Vance Loiselle, CEO

Black Friday, Cyber Monday and Machine Data Intelligence

11.25.2013 | Posted by Vance Loiselle, CEO

The annual craze of getting up at 4am to either stand in line or shop online for the “best” holiday deals is upon us.  I know first-hand, because my daughter and I have participated in this ritual for the last four years (I know – what can I say – I grew up in Maine).  While we are at the stores fighting for product, many Americans will be either watching football, or surfing the web from the comfort of their couch looking for that too-good-to-be-true bargain.  And with data indicating a 50% jump in Black Friday and Cyber Monday deals this year, it’s incumbent on companies to ensure that user experiences are positive.  As a result, the leading companies are realizing the need to obtain visibility end-to-end across their applications and infrastructure, from the origin to the edge.  Insights from machine data (click-stream in the form of log data), generated from these environments, helps retailers of all stripes maximize these two critical days and the longer-term holiday shopping season.  

What are the critical user and application issues that CIOs should be thinking about in the context of these incredibly important shopping days?

  • User Behavior Insights.
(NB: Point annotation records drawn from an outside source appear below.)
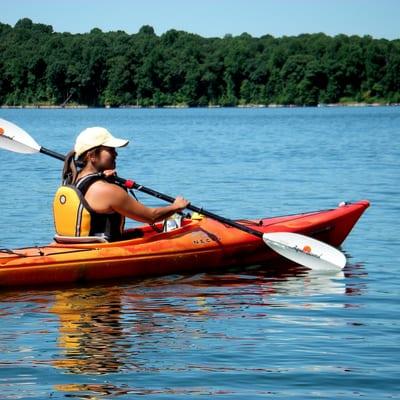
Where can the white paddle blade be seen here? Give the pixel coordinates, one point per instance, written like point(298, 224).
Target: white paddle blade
point(306, 251)
point(13, 138)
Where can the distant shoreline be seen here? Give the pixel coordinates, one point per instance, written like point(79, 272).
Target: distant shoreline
point(74, 107)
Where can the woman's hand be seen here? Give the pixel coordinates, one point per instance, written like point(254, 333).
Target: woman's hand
point(180, 202)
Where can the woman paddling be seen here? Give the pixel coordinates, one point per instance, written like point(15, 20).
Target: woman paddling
point(90, 204)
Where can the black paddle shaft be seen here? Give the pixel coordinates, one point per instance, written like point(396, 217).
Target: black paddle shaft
point(129, 184)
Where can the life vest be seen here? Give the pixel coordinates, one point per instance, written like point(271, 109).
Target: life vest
point(74, 217)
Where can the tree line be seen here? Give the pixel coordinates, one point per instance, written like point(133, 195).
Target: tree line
point(40, 66)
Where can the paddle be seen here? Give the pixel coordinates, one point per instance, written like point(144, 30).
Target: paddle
point(301, 249)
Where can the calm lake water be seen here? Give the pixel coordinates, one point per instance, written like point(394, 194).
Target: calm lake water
point(243, 334)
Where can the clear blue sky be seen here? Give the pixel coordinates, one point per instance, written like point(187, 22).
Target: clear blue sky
point(378, 18)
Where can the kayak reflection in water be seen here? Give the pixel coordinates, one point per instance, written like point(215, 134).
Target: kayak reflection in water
point(90, 203)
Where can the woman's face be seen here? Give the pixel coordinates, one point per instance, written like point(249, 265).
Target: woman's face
point(105, 158)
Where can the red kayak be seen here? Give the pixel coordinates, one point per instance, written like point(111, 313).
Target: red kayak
point(198, 245)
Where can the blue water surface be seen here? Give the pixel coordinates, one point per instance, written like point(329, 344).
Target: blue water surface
point(242, 334)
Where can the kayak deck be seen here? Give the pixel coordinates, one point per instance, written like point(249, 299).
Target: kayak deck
point(198, 245)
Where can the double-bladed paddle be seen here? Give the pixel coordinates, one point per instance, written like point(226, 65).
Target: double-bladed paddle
point(301, 249)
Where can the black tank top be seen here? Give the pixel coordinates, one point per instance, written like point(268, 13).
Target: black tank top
point(110, 226)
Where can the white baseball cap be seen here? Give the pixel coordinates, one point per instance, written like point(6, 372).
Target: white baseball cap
point(94, 137)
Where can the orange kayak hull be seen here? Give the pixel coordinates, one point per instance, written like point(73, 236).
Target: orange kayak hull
point(199, 245)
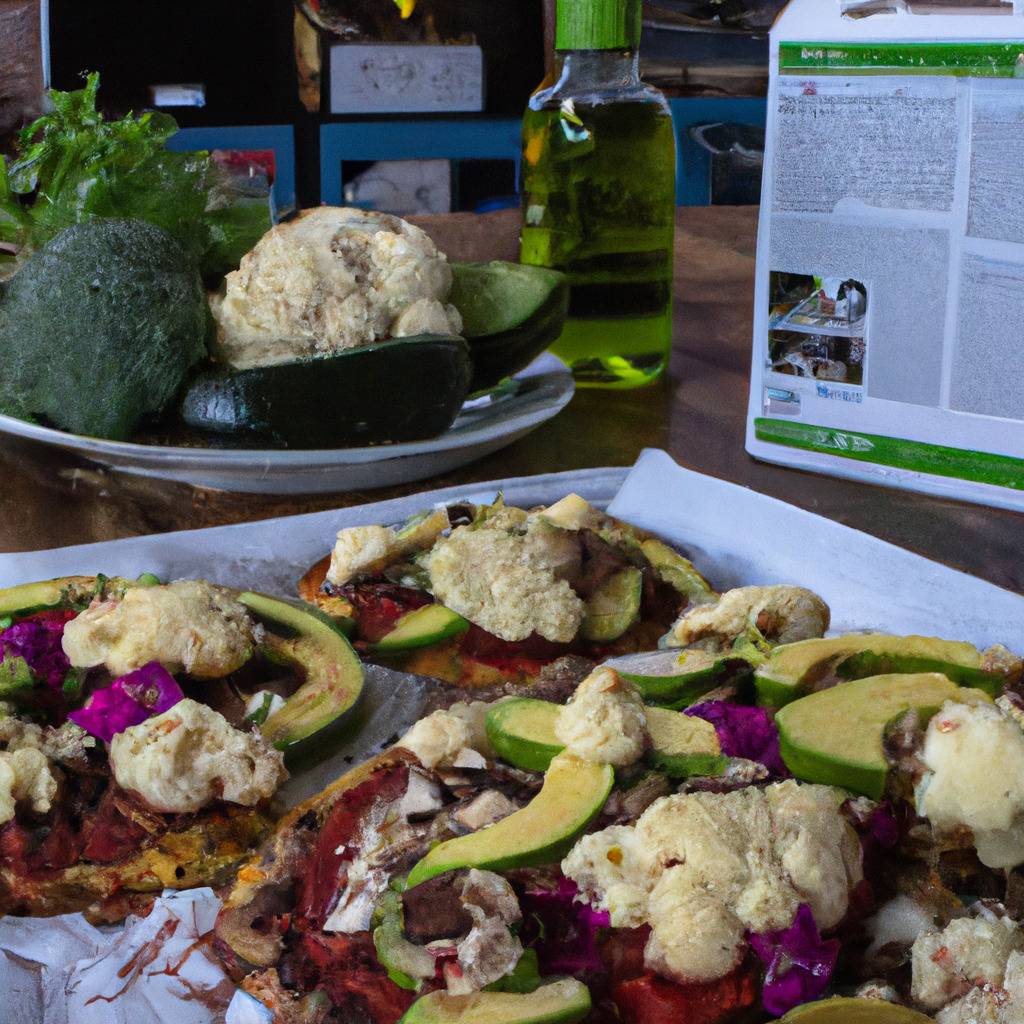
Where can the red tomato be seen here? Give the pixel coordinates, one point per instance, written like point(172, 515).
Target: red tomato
point(651, 999)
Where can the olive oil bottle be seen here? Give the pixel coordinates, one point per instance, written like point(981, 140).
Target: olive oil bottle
point(598, 196)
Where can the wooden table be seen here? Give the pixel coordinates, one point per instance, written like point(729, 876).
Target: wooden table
point(697, 413)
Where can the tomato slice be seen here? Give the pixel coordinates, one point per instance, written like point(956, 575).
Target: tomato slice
point(650, 999)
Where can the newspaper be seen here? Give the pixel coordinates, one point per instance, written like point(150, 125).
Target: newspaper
point(894, 148)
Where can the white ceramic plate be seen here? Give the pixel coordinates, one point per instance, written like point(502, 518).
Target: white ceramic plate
point(484, 425)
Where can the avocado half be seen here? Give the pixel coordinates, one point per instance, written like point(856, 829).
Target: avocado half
point(510, 313)
point(403, 390)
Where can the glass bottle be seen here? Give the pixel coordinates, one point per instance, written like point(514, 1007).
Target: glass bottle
point(598, 196)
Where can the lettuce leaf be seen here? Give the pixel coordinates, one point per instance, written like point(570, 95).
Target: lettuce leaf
point(74, 165)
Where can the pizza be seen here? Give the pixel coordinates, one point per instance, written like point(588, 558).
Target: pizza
point(141, 734)
point(823, 840)
point(485, 595)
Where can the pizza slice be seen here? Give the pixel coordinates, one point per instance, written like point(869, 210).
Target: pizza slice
point(142, 732)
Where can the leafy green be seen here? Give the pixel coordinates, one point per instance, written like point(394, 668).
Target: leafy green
point(74, 165)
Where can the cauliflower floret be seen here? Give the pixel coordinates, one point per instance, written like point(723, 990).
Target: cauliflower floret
point(604, 721)
point(969, 951)
point(360, 549)
point(179, 761)
point(962, 745)
point(782, 614)
point(487, 576)
point(26, 774)
point(609, 871)
point(441, 738)
point(330, 280)
point(719, 864)
point(188, 626)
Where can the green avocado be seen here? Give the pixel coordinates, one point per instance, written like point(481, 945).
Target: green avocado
point(613, 607)
point(836, 736)
point(65, 592)
point(522, 732)
point(99, 327)
point(422, 628)
point(403, 390)
point(510, 314)
point(795, 669)
point(563, 1001)
point(677, 571)
point(845, 1011)
point(677, 678)
point(333, 671)
point(541, 833)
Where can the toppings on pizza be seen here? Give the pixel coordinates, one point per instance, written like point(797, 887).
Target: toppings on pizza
point(974, 757)
point(702, 869)
point(780, 614)
point(182, 759)
point(604, 721)
point(188, 626)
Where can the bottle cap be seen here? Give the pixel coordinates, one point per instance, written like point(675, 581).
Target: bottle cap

From an e-commerce perspective, companies can use log data to obtain detailed insights into how their customers are interacting with the application, what pages they visit, how long they stay, and the latency of specific transactions.  This helps companies, for example, correlate user behavior with the effectiveness of specific promotional strategies (coupons, etc) that allow them to rapidly make adjustments before the Holiday season ends.

  • The Elasticity of The Cloud.  If you’re going to have a problem, better it be one of “too much” rather than “too little”.  Too frequently, we hear of retail web sites going down during this critical time.  Why? The inability to handle peak demand – because often they don’t know what that demand will be.   Companies need to understand how to provision for the surge in customer interest on these prime shopping days that in turn deliver an exponential increase in the volume of log data.  The ability to provide the same level of performance at 2, 3 or even 10x usual volumes in a *cost-effective* fashion is a problem few companies have truly solved.  The ability of cloud-based architectures to easily load-balance and provision for customer surges at any time is critical to maintaining that ideal shopping experience while still delivering the operational insights needed to support customer SLAs.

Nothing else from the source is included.